Stanley Black & Decker’s new service optimizes equipment and prevents costly downtime at dusty mega-sites.
The large machines that tear up old buildings or build new ones – cranes and bulldozers, for example – are made to take a beating. Now, there’s a way to track how much punishment they’re taking, and address breakdowns before they happen.
Stanley Black & Decker recently released an IoT-driven real-time analytics platform, called Insite, that gathers data from its hydraulic attachments to these large machines, enabling managers to keep tabs on performance and uptime. InSite, for example, is intended to measure bore and rod pressure, temperature, GPS location and acceleration. Information is delivered to managers on mobile apps. In addition, Stanley Black & Decker now offers a service to provide monitoring and remediation.
That’s the word from Aaron Brown, senior engineering manager of advanced innovation at Stanley Black & Decker. Speaking at 2019 IoT World in Santa Clara, CA, Brown described how his company is leveraging customer data. “These are tools that build the world,” he said. “Customers typically use our applications for things like demolishing buildings, and nuclear power plants, work on military sites, or building sports stadiums.”
The environment the company’s tools operate in is “brutal,” he explains. “This equipment requires a significant amount of maintenance. And downtime costs the industry $2,000 dollars an hour. These machines are very productive, but soon as they stop working, they cost the customers significant amounts of money. “
“We saw an opportunity here to drive a lot of customer value by capturing data at the point of work,” Brown continues.
Insite is designed to ensure machine optimization, Brown says. Black & Decker’s attachments “provides the hydraulic energy or power that makes equipment work. If the pressures and flow rates and other aspects of that machine are lagging, the machine either doesn’t perform optimally, or could even be potentially damaged.”

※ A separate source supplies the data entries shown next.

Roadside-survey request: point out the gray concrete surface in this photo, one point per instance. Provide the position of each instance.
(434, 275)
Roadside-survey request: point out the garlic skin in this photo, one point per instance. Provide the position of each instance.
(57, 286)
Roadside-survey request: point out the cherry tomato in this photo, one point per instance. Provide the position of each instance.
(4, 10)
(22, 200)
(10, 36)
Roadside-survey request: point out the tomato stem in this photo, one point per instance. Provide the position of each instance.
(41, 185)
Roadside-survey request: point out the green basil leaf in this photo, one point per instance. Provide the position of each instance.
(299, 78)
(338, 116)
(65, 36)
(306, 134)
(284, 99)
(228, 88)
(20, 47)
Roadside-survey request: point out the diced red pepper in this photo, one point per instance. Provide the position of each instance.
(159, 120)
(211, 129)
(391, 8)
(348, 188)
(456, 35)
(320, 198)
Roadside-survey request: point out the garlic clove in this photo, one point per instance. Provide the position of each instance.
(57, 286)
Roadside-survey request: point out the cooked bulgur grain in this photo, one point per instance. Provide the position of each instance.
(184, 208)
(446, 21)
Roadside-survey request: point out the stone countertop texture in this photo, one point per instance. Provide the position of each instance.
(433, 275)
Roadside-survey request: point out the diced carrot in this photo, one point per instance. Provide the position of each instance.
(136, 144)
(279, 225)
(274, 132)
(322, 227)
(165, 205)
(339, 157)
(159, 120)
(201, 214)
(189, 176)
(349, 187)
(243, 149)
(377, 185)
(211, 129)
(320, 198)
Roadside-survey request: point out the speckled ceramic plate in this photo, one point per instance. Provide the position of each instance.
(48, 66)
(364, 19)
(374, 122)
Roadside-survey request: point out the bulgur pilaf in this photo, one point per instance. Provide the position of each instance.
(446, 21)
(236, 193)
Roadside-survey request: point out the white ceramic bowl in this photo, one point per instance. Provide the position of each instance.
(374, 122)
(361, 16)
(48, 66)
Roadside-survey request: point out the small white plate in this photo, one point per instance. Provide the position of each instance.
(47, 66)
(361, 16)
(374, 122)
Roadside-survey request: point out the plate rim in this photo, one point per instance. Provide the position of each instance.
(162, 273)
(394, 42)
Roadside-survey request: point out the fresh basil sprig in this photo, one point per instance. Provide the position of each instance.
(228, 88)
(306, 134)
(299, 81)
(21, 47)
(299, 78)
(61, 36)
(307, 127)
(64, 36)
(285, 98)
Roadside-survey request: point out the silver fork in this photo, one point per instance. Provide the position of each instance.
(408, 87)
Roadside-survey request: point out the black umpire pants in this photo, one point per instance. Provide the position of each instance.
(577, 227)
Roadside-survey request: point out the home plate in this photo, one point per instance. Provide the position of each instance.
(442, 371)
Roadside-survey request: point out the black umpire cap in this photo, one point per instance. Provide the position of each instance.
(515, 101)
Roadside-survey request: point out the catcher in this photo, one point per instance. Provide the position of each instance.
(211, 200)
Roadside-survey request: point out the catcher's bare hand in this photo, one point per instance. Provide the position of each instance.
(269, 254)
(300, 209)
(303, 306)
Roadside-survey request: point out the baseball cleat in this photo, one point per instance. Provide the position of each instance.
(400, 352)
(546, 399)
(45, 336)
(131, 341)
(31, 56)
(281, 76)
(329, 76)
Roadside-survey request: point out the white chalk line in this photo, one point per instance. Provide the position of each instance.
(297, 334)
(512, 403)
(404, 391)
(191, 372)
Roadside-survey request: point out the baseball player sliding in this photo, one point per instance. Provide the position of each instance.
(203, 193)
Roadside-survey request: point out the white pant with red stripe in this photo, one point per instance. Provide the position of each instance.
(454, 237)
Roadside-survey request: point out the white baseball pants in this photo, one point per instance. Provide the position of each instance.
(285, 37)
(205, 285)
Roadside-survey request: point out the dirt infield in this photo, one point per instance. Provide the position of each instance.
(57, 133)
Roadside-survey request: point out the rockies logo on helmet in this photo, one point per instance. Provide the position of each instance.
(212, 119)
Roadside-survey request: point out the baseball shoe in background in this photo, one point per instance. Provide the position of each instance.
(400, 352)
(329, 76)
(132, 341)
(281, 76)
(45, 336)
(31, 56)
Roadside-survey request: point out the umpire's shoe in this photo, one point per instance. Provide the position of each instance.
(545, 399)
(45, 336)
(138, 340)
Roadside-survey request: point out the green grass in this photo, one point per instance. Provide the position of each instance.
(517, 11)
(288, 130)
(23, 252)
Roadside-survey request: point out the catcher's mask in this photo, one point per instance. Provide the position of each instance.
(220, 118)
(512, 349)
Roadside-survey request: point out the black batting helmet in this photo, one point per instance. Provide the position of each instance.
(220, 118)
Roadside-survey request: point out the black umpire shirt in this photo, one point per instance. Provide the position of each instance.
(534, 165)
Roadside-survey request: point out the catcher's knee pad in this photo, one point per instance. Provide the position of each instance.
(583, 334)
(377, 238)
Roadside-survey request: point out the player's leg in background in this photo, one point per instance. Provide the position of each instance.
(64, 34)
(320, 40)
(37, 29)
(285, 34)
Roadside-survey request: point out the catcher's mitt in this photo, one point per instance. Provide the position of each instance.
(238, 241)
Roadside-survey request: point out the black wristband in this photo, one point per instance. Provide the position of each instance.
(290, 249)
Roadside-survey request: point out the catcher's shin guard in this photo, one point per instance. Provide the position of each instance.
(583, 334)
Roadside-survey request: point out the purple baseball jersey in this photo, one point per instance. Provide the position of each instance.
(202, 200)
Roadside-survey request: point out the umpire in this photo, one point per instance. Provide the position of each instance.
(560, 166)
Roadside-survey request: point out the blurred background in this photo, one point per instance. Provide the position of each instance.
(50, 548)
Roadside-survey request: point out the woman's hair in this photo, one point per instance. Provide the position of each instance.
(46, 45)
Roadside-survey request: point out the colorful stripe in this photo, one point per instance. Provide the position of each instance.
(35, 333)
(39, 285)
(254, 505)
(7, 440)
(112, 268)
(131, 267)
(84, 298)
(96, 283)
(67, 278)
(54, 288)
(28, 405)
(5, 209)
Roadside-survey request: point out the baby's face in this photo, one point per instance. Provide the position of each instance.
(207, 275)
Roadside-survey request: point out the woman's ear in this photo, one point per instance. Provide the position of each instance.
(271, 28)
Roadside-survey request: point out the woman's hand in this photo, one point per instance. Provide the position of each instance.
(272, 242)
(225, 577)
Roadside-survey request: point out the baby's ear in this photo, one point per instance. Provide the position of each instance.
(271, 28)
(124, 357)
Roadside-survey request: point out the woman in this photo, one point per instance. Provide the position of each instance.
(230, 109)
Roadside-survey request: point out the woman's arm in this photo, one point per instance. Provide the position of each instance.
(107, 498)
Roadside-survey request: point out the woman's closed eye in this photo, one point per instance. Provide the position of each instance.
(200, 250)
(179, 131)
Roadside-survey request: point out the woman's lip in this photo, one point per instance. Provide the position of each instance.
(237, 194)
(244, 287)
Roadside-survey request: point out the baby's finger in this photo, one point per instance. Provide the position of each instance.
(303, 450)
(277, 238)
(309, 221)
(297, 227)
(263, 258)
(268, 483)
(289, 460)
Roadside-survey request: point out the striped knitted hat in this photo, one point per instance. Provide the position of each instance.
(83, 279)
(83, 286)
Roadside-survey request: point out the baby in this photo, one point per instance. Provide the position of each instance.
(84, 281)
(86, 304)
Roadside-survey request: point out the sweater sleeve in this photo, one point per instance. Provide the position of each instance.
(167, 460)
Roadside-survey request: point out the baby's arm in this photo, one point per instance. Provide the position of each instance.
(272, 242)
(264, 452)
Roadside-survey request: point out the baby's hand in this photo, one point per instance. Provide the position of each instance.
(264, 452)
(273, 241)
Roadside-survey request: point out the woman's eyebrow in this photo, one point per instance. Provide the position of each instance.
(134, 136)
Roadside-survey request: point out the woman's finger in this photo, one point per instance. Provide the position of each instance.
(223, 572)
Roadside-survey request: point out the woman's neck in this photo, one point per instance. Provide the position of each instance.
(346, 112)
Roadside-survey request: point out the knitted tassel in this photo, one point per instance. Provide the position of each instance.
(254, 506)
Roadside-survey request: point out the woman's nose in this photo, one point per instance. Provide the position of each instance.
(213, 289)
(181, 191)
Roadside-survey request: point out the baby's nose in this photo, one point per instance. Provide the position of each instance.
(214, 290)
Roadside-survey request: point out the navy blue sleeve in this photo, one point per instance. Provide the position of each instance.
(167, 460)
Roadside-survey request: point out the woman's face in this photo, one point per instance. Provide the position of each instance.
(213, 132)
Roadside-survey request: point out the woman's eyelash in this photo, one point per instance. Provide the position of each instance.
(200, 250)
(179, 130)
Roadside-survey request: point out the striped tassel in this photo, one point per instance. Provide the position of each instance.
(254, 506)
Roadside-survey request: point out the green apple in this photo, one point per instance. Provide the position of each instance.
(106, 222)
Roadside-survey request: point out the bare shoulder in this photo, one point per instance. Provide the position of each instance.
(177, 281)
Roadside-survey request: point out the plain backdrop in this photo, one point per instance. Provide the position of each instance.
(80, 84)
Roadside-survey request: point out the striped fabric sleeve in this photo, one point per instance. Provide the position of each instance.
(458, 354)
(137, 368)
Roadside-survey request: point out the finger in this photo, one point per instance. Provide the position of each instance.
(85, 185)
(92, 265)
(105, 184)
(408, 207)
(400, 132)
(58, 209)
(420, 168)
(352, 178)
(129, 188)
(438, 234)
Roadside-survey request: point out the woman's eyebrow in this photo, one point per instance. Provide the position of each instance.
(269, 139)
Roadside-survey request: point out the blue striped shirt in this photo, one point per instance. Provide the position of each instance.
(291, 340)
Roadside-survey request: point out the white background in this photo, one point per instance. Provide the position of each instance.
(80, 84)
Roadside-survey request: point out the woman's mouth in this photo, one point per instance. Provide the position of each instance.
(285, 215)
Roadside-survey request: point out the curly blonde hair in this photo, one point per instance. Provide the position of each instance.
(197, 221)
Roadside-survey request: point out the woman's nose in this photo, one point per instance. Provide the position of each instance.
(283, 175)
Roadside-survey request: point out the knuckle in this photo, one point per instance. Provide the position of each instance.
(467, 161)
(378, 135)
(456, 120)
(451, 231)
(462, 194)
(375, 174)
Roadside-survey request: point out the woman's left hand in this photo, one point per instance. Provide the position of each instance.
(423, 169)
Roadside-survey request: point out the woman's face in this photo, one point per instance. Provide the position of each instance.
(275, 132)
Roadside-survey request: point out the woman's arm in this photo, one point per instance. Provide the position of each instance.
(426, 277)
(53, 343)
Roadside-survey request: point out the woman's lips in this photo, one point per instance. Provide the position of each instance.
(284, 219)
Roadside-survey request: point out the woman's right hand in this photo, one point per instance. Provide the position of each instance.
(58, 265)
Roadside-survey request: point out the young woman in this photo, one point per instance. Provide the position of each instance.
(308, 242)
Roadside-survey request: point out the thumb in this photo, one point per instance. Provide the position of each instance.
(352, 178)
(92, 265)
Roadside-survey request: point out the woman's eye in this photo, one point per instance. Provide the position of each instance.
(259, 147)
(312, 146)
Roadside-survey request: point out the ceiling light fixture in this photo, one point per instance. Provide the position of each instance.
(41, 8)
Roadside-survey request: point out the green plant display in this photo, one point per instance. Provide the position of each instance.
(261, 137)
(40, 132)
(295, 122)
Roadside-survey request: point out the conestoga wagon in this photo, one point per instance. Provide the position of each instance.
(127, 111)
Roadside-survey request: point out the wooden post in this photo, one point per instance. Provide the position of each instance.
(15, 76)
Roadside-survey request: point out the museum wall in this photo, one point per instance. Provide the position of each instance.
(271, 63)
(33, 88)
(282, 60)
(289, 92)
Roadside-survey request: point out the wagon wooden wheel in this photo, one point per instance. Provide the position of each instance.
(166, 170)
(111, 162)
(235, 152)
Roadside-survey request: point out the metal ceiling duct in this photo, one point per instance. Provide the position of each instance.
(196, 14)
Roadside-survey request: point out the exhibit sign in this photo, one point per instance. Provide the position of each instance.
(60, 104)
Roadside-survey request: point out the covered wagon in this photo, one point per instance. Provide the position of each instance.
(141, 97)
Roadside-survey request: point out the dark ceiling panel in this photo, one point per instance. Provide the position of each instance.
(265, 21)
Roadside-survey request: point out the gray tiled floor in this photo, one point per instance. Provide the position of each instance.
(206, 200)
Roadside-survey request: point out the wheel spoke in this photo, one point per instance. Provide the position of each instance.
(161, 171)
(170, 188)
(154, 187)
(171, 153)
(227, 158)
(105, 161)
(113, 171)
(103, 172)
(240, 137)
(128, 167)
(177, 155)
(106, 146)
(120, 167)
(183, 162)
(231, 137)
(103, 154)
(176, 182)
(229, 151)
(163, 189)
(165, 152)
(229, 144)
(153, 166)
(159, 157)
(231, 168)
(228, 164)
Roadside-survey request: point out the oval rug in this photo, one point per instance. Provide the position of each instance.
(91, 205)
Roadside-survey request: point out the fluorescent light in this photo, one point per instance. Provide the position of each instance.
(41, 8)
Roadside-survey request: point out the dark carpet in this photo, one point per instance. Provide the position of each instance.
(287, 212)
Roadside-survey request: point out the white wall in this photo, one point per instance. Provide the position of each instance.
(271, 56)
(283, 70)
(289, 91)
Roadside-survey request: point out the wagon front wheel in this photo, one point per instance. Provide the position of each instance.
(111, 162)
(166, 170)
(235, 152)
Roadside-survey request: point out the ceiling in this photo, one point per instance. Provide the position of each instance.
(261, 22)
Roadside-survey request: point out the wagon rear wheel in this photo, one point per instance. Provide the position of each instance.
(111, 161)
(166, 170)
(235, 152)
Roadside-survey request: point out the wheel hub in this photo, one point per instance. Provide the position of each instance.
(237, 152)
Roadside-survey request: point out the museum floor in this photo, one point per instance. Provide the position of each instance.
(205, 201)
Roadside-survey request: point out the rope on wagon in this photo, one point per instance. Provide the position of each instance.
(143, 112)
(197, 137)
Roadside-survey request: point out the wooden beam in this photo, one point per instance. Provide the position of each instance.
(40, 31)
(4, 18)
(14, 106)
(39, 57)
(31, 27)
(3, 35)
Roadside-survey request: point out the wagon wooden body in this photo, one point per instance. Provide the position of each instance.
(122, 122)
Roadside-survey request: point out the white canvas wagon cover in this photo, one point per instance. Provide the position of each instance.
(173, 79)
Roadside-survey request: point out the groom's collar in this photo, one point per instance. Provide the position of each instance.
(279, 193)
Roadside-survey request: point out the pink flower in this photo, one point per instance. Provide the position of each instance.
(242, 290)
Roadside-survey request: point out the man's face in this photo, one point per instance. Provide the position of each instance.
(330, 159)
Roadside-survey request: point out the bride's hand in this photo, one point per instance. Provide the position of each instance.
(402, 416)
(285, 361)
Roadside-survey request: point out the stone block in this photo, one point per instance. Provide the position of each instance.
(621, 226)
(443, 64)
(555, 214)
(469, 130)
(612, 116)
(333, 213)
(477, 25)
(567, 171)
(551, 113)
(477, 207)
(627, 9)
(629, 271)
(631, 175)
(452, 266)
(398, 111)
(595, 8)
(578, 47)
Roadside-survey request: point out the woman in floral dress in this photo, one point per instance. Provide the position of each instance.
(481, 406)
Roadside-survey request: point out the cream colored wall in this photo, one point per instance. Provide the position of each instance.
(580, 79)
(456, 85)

“By helping our customers optimize machine size and efficiency for the first time, they can see at the point of work, and really harness that. They used to look out the window and say, ‘I think its working today, maybe it’s doing eight hours, when in reality, maybe it’s only putting in four hours of productive work.”
Brown’s team develops machine learning models “to classify the activities the machine is performing – data at the point of work.” For the first time, users “have insights into how much time their machines spend cutting and moving doing productive activities, versus just sitting idle and moving around the yard,” he says. “We allow them to subdivide that data into intervals so they can track different jobs, different environments, seasonality or even personalities.” Configuration problems or maintenance issues can be detected without showing.”
Brown illustrates a case with a demolition customer. “[They] had a machine set up, everything looked fantastic, all good to go. So they took the machine out to the job site they were demolishing a building. About four hours into the job, there was an issue with the machine pressure. The customer didn’t even realize what happened. We got the alert from the Cumulosity streaming engine. It turned out to be a simple problem — a simple nut became unscrewed during the operation. It was a really a machine setup problem.”
As in many industries, equipment wear and tear is a fact of life in construction. Services like Stanley Black & Decker’s Insite not only can predict and prevent maintenance-related problems, but optimize operations and efficiency in punishing everyday environments.